Ses ados ont donc bossé sans se faire prier, ce qui donne au final cent-sept dessins, cent-soixante dix aphorismes et sans compter les calligrammes de pure obédience. L’auteur n’en est pas à son premier essai du genre. Mais cette fois elle a innové en demandant aussi à ces jeunes ravis de l’aubaine (l’année dernière) de réaliser trois œuvres à vingt-quatre mains dont on peut voir un exemple ci-contre. « En véritables apprentis tisserands, explique-t-elle joliment, les élèves ont suivi des fils de conduite très précis » comportant « le maniement de la plume », le sens du cadrage, de la « minutie et même la ruse pour récupérer les taches importunes ». Pour elle, « il faut toujours faire confiance à l’inconnu toujours prompt à exciter l’intelligence et l’imagination » sans hésiter « à se dérouter » afin de se « libérer du prêt-à-penser ».
Nobles desseins dans un monde de l’enseignement dont on nous rabâche qu’il est en crise, avec des programmes et des approches pédagogiques qui ne cessent il est vrai de fluctuer, selon l’humeur politique du moment. Combien d’élèves pris au hasard à la sortie d’un collège sauraient définir un aphorisme ou un calligramme, sûrement pas beaucoup. En faisant sortir les siens hors des sentiers battus, en leur apprenant ni plus ni moins l’art et la poésie avec tout au bout la récompense de l’œuvre enfin réalisée, en donnant enfin un sens honorable à la « colonisation » d’une page blanche, Tristan Félix leur a ouvert des voies, leur a appris ce pas de côté qui leur permettra de belle manière, à prendre quelque distance au cas où. Permettre c’est toujours mieux qu’interdire.
PHB
Merci de nous faire entendre un autre discours sur les ados et les profs. Et chapeau bas à ceux qui savent donner appétit.

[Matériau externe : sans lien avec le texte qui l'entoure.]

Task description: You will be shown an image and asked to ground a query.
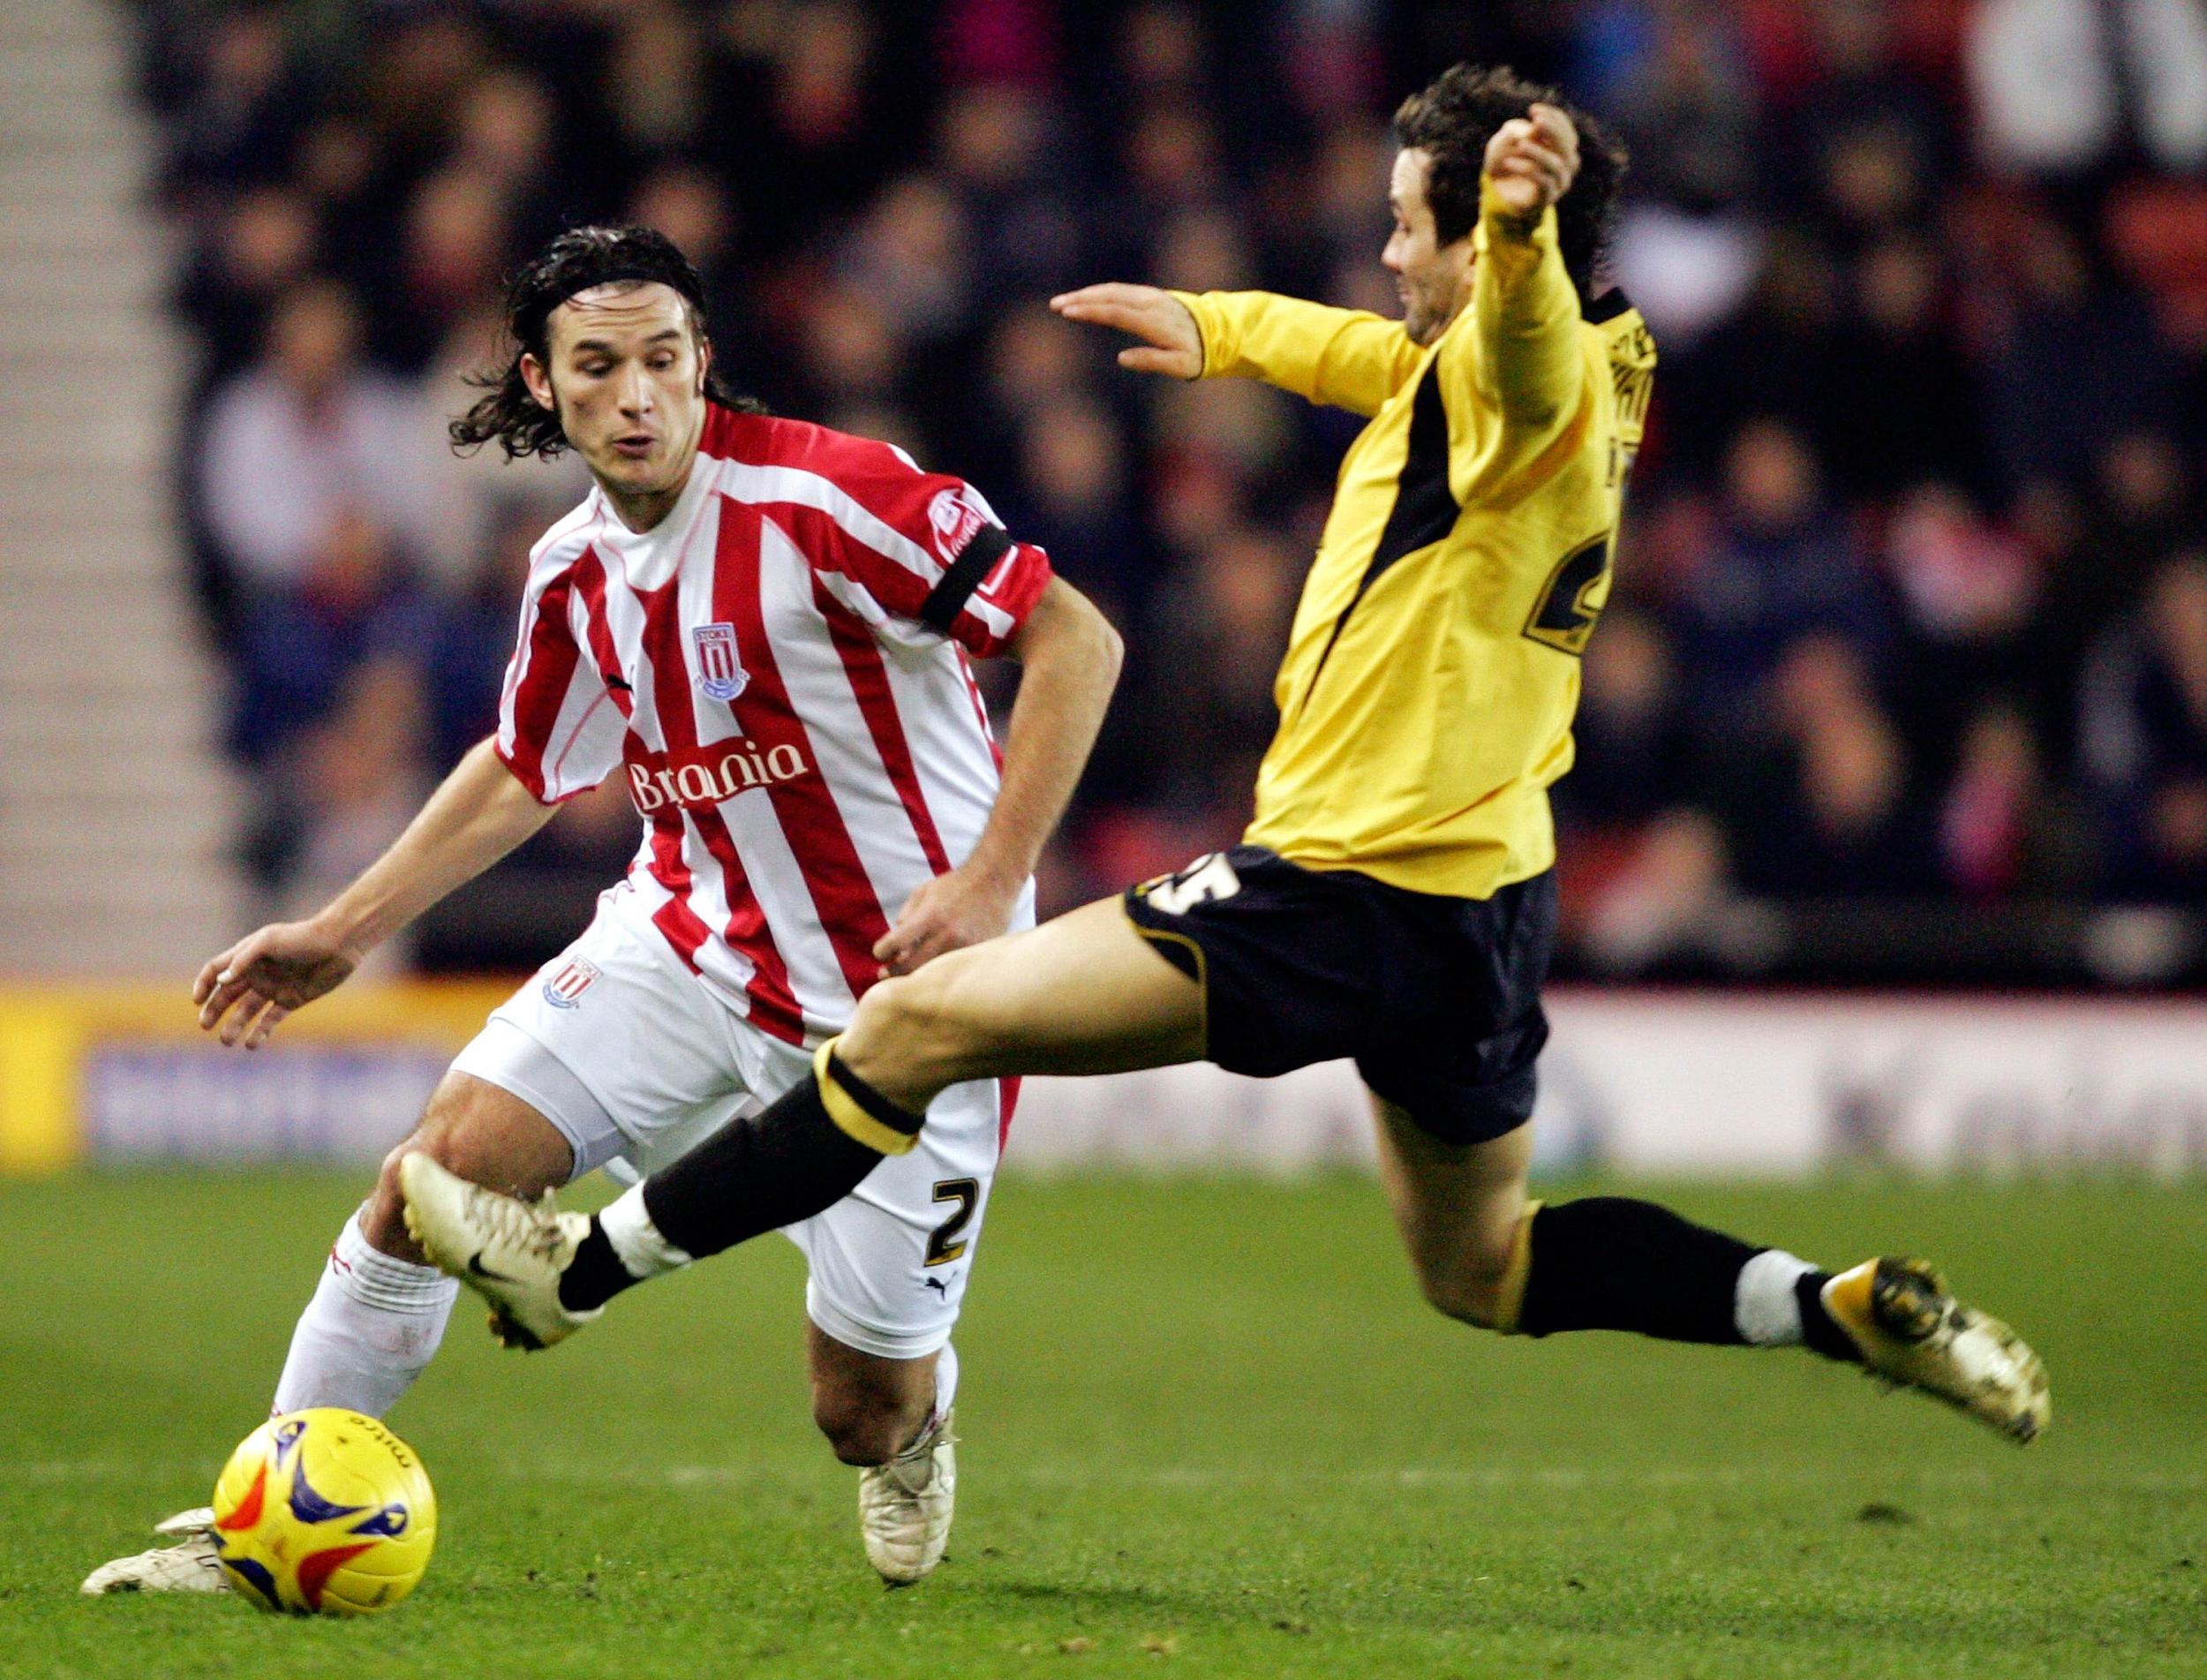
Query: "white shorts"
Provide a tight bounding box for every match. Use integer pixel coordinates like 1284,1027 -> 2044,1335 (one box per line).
449,887 -> 1006,1360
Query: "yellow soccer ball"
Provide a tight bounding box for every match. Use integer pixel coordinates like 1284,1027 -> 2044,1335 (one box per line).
208,1408 -> 437,1615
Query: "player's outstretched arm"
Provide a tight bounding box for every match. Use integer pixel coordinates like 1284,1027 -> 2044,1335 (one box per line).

Merci à ces élèves et à ce prof !!!!! BRAVO !!!!!!
Cher Philippe,
quand vous écrivez « Combien d’élèves pris au hasard à la sortie d’un collège sauraient définir un aphorisme ou un calligramme, sûrement pas beaucoup. »
Vous êtes méchant avec les élèves… Moi j’aurais écrit : « Combien de ministres sortant de l’Elysée le mercredi sauraient définir un aphorisme ou un calligramme, sûrement aucun »
Surtout pas l’ancien « ministre de la rééducation » qui auraient pensé qu’un calligramme et un aphorisme, c’étaient des concepts islamo-gauchistes… et qu’il fallait envoyer la troupe pour donner une bonne leçon aux élèves de Monsieur Felix et les laisser debout les mains sur la tête pendant quelques heures…
Quelle belle idée ! Révéler aux adolescents leur richesse intérieure et laisser libre cours à leur créativité trop souvent glissée sous le tapis !
Si avec Dostoïevski on peut avoir cet espoir lointain que “La beauté sauvera le monde”, soyons certains que, pour l’instant, la poésie peut contribuer fortement à l’empêcher de se noyer.
Et merci pour la découverte de PhB éditions.